Appeal from a judgment of the County Court of Sullivan County (Hanofee, J.), rendered October 31, 1985, convicting defendant upon his plea of guilty of the crime of attempted rape in the first degree.
In the presence of his assigned counsel and aided by an interpreter, defendant entered a plea of guilty to the crime of attempted rape in the first degree in full satisfaction of an indictment which charged him with attempted rape in the first degree, burglary in the first degree and criminal possession of a weapon in the fourth degree. The plea was bargained and further provided that defendant would receive an indeterminate prison sentence of 1 Vi to AV2 years. Defendant was sentenced accordingly.
On this appeal defendant argues that his conviction should be reversed in the interest of justice because the plea was not knowingly and intelligently made since defendant had a minimal understanding of the plea allocution due to his language difficulty. As an alternative claim, defendant urges that his conviction be modified to a lesser offense.
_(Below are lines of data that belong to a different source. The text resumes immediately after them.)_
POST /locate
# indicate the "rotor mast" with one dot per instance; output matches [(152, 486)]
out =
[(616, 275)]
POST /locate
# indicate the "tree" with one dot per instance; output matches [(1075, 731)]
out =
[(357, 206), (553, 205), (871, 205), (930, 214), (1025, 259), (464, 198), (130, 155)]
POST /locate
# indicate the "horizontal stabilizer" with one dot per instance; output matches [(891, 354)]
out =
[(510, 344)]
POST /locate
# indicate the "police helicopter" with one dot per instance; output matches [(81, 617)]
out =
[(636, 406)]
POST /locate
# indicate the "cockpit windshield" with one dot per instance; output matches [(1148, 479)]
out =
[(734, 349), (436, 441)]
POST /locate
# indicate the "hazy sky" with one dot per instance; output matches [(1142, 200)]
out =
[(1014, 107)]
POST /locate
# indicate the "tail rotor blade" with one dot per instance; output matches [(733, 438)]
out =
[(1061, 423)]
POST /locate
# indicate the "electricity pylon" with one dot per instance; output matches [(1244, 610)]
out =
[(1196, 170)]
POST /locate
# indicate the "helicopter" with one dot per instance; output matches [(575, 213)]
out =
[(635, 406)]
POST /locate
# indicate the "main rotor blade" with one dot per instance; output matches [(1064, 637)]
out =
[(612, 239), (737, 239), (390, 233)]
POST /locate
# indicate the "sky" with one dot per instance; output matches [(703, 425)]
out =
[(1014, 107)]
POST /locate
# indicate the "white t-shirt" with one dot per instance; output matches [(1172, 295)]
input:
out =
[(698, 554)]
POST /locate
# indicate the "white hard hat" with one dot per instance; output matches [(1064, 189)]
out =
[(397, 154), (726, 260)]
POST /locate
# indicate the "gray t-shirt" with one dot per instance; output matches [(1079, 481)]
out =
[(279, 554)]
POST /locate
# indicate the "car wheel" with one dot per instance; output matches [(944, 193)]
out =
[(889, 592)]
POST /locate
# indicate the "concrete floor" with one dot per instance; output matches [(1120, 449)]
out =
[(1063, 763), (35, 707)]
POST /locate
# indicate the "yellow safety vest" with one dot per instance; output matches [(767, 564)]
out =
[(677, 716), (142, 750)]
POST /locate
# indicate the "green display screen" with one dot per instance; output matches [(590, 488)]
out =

Defendant’s claim that his guilty plea should not have been accepted does not present a question of law for our review since he failed to move to withdraw his plea before sentencing or to move to vacate his judgment of conviction (see, People v Bell, 47 NY2d 839, 840). Furthermore, in our view, the plea was knowingly and intelligently made by a sufficient allocution through defendant’s interpreter and with the full knowledge and consent of his attorney (see, People v Lattmen, 101 AD2d 662). The plea bargain was not unfair, but on the contrary, was beneficial to defendant. Defendant’s claim that the interest of justice requires reversal or modification of his conviction is rejected.
Judgment affirmed. Mahoney, P. J., Casey, Mikoll, Yesawich, Jr., and Levine, JJ., concur.